Train derailments can cause dangerous and life-threatening environmental disasters, like the February 2023 derailment of a Norfolk Southern train in East Palestine, Ohio, which spilled hazardous materials, including vinyl chloride, ethylene glycol, ethylhexyl acrylate, butyl acrylate and isobutylene. These hazardous materials contaminated the air, soil and water sources including a nearby stream. Six months later, the U.S. Environmental Protection Agency is still conducting emergency clean-up efforts, including the evacuation of contaminated soil, debris and contact water and cleaning homes and businesses polluted with dust emissions. Derailments like this endanger the safety and health of rail workers and nearby communities, as well as local ecosystems impacted by the spills.

Let’s look at a few facts: 

The short facts on rail’s logistical nightmare

  • Rail conditions across the U.S. are in various states of disrepair, with vast sections crumbling and under-maintained.
  • Railroad crews are vastly understaffed, with workers suffering from chronic exposure to fossil fuels and other toxic pollutants that harm human health.
  • Management policies often prioritize efficiency over safety, such as overloading freight (for example, car loads for two trains being linked onto one train, resulting in one train pulling longer freight). Longer freight on an under-maintained and precarious rail system significantly increases the risk of derailment.

Beyond the risks posed by poorly maintained rail systems and heavy freight practices, our current rail system endangers human health and well-being by operating on heavily-polluting and climate-disrupting fossil fuels.

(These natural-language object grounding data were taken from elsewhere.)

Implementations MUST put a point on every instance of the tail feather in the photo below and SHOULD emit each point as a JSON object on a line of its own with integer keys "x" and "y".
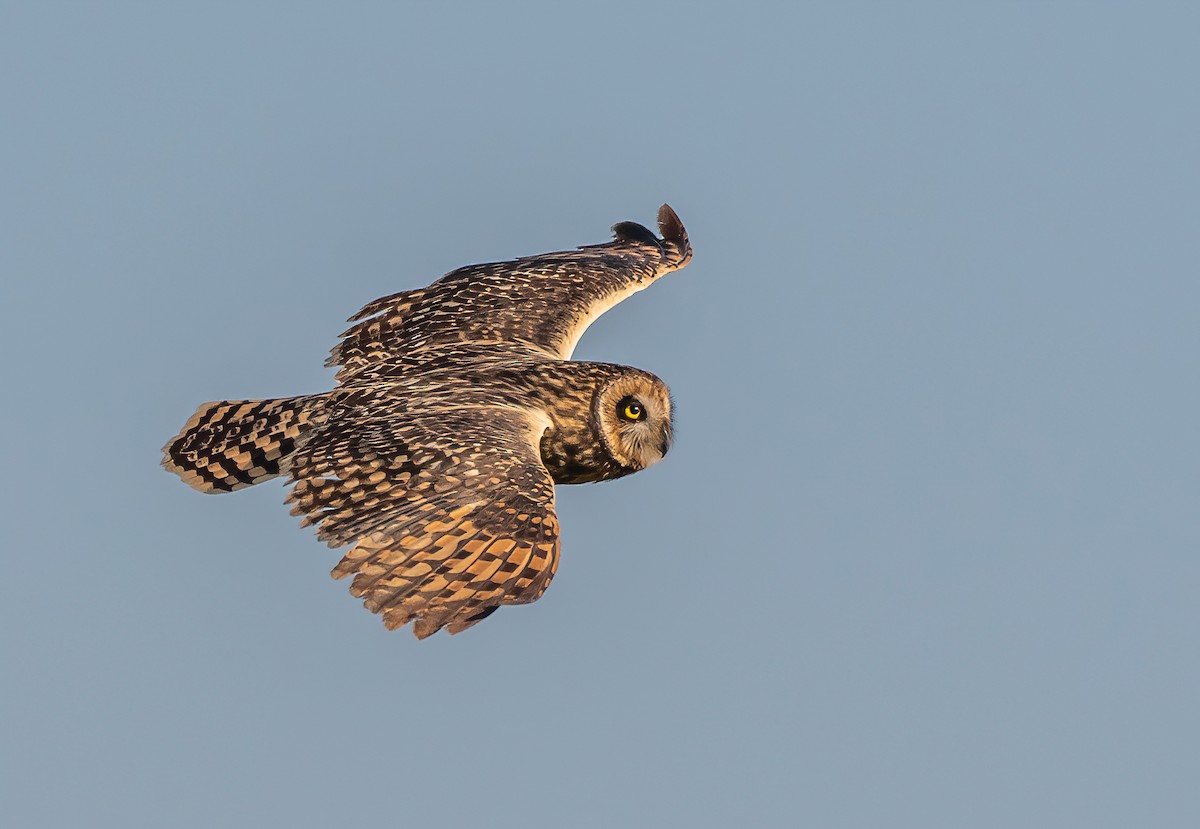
{"x": 233, "y": 444}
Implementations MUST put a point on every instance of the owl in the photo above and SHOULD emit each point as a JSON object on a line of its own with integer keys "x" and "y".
{"x": 456, "y": 410}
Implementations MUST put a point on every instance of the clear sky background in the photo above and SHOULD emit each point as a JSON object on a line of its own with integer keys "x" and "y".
{"x": 924, "y": 553}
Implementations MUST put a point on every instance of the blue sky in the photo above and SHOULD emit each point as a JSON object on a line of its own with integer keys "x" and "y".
{"x": 923, "y": 554}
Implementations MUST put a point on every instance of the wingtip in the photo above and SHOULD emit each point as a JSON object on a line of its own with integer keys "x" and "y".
{"x": 673, "y": 233}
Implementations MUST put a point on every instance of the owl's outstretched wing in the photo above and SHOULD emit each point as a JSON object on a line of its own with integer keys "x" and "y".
{"x": 450, "y": 514}
{"x": 539, "y": 304}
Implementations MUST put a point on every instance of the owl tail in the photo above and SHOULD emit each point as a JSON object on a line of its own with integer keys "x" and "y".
{"x": 233, "y": 444}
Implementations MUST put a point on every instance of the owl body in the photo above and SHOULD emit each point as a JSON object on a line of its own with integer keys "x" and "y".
{"x": 456, "y": 412}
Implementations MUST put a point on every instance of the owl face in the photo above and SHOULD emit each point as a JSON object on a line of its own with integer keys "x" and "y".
{"x": 634, "y": 416}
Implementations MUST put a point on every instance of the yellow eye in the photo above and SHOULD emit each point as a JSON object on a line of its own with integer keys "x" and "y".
{"x": 631, "y": 409}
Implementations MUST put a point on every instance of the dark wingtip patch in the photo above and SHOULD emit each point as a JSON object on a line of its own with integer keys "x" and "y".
{"x": 671, "y": 227}
{"x": 633, "y": 232}
{"x": 673, "y": 234}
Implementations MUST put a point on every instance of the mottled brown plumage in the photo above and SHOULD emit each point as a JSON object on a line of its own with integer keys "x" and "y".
{"x": 456, "y": 412}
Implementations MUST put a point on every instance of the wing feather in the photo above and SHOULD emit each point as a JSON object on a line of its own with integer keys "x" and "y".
{"x": 431, "y": 544}
{"x": 539, "y": 305}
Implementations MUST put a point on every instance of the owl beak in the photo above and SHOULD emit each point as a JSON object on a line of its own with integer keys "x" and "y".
{"x": 665, "y": 440}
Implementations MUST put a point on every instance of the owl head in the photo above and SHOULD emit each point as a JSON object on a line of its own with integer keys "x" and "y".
{"x": 631, "y": 413}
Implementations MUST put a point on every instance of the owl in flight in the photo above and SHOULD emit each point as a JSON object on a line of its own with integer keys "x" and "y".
{"x": 456, "y": 410}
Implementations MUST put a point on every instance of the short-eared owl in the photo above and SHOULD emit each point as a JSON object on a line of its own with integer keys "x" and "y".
{"x": 456, "y": 412}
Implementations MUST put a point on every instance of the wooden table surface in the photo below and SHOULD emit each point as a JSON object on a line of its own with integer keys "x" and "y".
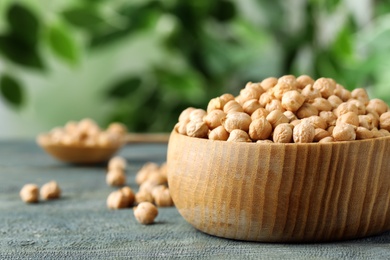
{"x": 79, "y": 225}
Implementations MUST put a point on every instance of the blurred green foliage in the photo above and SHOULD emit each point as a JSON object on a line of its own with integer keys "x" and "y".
{"x": 210, "y": 47}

So long as U.S. trains run on fossil fuels, this sector of the transportation industry will continue to contribute to the climate crisis — resulting in cascading effects and harm to people, ecosystems and our climate.

In March 2023, the United Nations Intergovernmental Panel on Climate Change concluded that, in order to avoid the worst effects of climate change, we must peak emissions before 2023, halve emissions by 2030 and eliminate emissions by no later than 2050. To achieve these emissions reductions, we must accelerate our global technological shift toward green technologies including electrification, renewable energy and alternative fuels, fuel-cell technologies, batteries, regenerative energy and energy efficiency technologies.

But where does the U.S. railway system fit into this green energy transformation? 

In order to revitalize and modernize the United States’ rail infrastructure with the leading green technology, we must first bring all U.S. rail into the domain of public ownership. Bringing U.S. rail under the control of the public is the fastest way to implement the use of a key energy source — regenerative braking systems — which capture the energy generated by the movement of the train and convert it into electricity. This electricity can then be used to power the train, other rail systems, or it can be captured and stored for later consumption.

Under public ownership, the U.S. rail system could undergo necessary federal regulatory overhaul. The public will have a democratic voice to influence the policies needed to ensure that the railway is modernized and transitioned to meet our evolving needs while mitigating its climate and environmental impact. 

In other words: by nationalizing U.S. rail, Americans can help accelerate a sustainable future for our rail system.

In addition to mitigating and reducing the railway’s climate and environmental impact, a cleaner rail system will provide cleaner and safer workplaces, communities and ecosystems for everyone affected by U.S. rail. 

Take a look at some key points below: 

  • Trains carry chemical loads that can be toxic and destructive on their own. Toxic spills can harm the air, soil and water and endanger public health. In cases where multiple volatile chemicals are shipped together, derailments can be volatile and lethal. 
  • Bringing the U.S. rail system into the public domain opens the possibilities of putting our national rail infrastructure on track for a zero-emission future.

Workers’ rights, public health and the climate crisis are inextricably linked. To advance a just, equitable and sustainable transition, Pacific Environment fully supports the Railroad Workers United campaign to nationalize the U.S. rail system to put us on the path to high-speed electrified rail, creating zero-emission trade routes within the United States’ infrastructure.